When interest rates are low, people pay less attention to variable vs fixed, but many of us fixed our rate when it was low. Now it’s time to draw your attention to when your fixed rate is due to expire. Review your loan repayments six months out of the fixed rate expiring to determine if you can afford the new rates and retain your property or adjust your spending to accommodate the extra mortgage expense. Do you need to consider selling the property if the new repayment is too high? Or renting it out? These decisions are big choices, but a consideration if financial resources are limited.
Nerida says, “The best thing you can do is get in early to review and refinance. Don’t wait until it is too late. Consider moving your loan to interest only or rolling your interest only period to buy yourself more time.”
Look for ways to generate more savings for yourself to create a safety net as interest rates rise. Is there something you can cut back on, or ways you can earn more income?
Get on top of variable rates
Most people think they are not in control when they are. With home loans, don’t be afraid to shop around or negotiate with your existing lender. It’s not the time to be loyal and get stung with loyalty tax, you can search the market for a better deal. During the last two years, many people have changed their working situation, so look for lenders who can refinance and consider your current lifestyle. Many lenders offer a cashback offer to cover the costs of refinancing. Use a broker to remove the mental blockage of refinancing and make the process easier. It’s also an opportunity to look at your overall portfolio and seek the best interest rates.
Like changing insurance providers or super funds, there is huge procrastination around changing lenders, but it doesn’t have to be complicated. Investing a bit of time into refinancing could save you considerable dollars in the long term.
Understand your finances
We love our luxuries, but in these times, looking at your spending and making adjustments could mean you get to hold on to little luxuries like family holidays, a new dress or concert tickets.

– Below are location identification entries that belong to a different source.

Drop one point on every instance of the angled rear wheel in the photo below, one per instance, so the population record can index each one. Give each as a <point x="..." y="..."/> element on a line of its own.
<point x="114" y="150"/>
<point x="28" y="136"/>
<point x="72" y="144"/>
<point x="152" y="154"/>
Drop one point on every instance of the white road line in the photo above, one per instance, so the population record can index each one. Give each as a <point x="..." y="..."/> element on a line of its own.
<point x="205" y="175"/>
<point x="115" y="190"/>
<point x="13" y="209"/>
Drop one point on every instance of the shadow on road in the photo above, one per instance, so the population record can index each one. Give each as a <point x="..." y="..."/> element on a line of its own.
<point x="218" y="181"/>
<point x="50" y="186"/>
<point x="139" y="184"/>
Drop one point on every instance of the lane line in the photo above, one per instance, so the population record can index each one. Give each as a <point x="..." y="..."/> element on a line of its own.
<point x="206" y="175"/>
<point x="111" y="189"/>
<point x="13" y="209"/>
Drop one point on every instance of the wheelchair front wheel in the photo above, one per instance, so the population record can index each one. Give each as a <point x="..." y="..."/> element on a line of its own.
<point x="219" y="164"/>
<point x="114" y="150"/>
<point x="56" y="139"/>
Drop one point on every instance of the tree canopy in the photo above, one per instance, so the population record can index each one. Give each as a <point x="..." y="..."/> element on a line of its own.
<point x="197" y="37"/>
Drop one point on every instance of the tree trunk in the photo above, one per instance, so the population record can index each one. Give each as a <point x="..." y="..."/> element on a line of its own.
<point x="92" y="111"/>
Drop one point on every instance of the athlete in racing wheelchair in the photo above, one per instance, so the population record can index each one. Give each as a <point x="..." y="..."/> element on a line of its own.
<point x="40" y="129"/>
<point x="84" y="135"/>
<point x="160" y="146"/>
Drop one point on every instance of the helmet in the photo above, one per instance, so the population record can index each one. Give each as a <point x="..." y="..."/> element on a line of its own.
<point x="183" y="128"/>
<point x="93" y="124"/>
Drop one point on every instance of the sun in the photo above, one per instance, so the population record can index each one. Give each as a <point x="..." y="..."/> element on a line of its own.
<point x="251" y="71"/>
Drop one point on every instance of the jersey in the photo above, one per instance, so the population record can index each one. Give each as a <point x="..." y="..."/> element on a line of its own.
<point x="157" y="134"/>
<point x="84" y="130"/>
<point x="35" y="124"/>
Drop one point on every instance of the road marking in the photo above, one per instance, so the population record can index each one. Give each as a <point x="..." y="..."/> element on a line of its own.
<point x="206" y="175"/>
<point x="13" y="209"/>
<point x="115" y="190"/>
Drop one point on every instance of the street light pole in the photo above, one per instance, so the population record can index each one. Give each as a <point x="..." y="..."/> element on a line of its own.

Ashley says “It’s essential to understand your mortgage costs as a percentage of your budget and understand your own personal expenditure. We see so many clients avoid looking at their finances, which seems crazy when there can be big savings to be made. It’s not the time to have your head in the sand!”
Rising costs of living can be avoided with a bit of creativity and thinking. Simple changes to shopping, like buying fruit and vegetables that are in season, looking out for specials or buying bulk could help with the household budget.